To gain insight into the function of miR-33b on Ems, the effect of the ZEB1 inhibitor on the function of miR-33b in Ems was analyzed. Compared with the miR-33b downregulation group, ZEB1 inhibition reduced cell viability by 0.81±0.05 (48 h) or 0.71±0.08-fold (72 h), increased LDH activity by 2.12±0.04 fold, increased caspase-3 and 9 activity by 2.72±0.14 and 2.16±0.12-fold, respectively, and apoptosis rate by 2.26±0.07 fold in the in vitro Ems model (Fig. 6).

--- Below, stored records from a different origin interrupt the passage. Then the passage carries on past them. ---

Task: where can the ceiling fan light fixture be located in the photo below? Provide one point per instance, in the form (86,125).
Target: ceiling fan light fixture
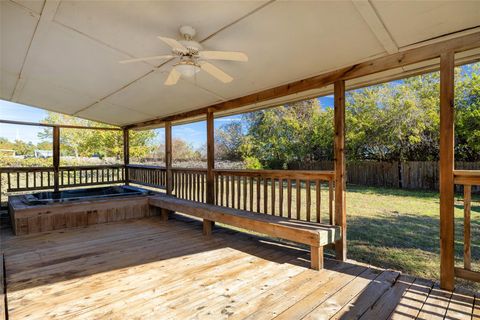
(187,69)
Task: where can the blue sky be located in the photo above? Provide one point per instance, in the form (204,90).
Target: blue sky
(193,133)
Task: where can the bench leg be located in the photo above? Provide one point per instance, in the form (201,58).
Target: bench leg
(164,214)
(316,257)
(207,227)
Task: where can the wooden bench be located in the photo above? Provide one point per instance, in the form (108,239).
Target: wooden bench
(315,235)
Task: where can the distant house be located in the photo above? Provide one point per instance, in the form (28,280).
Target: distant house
(43,153)
(7,152)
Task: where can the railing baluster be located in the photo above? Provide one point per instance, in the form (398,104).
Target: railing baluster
(280,197)
(232,187)
(227,190)
(239,191)
(299,198)
(265,195)
(289,198)
(245,193)
(258,194)
(330,202)
(308,199)
(467,206)
(251,192)
(318,199)
(273,195)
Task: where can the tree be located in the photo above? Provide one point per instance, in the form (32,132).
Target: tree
(228,141)
(24,148)
(281,135)
(103,143)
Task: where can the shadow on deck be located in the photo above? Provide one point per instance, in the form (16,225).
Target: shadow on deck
(148,269)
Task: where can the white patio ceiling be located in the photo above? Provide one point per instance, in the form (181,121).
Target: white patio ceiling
(63,55)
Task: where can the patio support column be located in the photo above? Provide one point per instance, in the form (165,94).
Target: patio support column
(207,224)
(126,155)
(168,156)
(56,157)
(447,158)
(339,164)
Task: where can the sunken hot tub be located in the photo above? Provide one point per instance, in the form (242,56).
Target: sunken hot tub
(46,211)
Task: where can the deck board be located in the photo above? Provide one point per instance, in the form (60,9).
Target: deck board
(151,269)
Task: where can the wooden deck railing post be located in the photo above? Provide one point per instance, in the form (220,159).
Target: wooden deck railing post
(447,263)
(340,176)
(56,157)
(168,156)
(126,155)
(207,224)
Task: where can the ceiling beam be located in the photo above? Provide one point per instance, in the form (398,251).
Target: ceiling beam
(385,63)
(370,15)
(41,31)
(66,126)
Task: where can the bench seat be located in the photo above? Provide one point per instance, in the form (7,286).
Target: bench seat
(316,235)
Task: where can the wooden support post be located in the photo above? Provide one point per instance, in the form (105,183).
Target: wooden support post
(447,252)
(316,258)
(340,176)
(207,224)
(467,240)
(126,154)
(168,156)
(56,157)
(168,165)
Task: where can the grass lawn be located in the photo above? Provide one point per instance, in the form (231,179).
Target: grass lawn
(399,229)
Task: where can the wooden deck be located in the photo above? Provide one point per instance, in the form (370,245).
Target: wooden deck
(146,269)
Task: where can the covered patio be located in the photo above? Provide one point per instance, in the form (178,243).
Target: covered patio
(144,257)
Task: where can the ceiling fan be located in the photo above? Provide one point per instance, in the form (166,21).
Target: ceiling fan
(192,59)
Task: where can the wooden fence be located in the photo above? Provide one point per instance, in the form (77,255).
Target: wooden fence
(407,175)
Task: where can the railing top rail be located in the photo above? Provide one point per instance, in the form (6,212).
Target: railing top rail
(293,174)
(468,177)
(141,166)
(24,169)
(32,169)
(190,169)
(103,166)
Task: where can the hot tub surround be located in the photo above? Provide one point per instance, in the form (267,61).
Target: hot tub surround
(83,211)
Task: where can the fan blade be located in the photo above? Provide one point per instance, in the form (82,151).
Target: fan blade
(172,78)
(147,59)
(173,43)
(223,55)
(216,72)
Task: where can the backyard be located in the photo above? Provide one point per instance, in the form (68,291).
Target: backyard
(399,229)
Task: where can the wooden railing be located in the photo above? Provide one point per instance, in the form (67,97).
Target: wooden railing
(303,195)
(286,193)
(293,194)
(150,176)
(190,184)
(90,175)
(20,179)
(467,178)
(27,178)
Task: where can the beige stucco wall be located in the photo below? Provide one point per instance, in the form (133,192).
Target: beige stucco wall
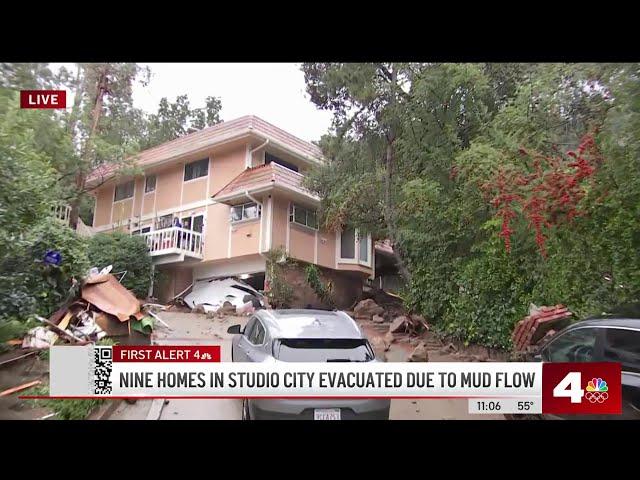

Furthermore, miR-33b mimics were co-transfected with Wnt agonist in the in vitro Ems model. Compared with the miR-33b overexpression group, Wnt activation inhibited cell growth by 1.46±0.06 (48 h) or 1.86 ± 0.05 fold (72 h), LDH activity by 0.36±0.13 fold, caspase-3 and 9 activity by 0.39±0.03 and 0.48±0.12 fold, respectively, and apoptosis rate by 0.61±0.07 fold in the in vitro Ems model following miR-33b (Fig. 7).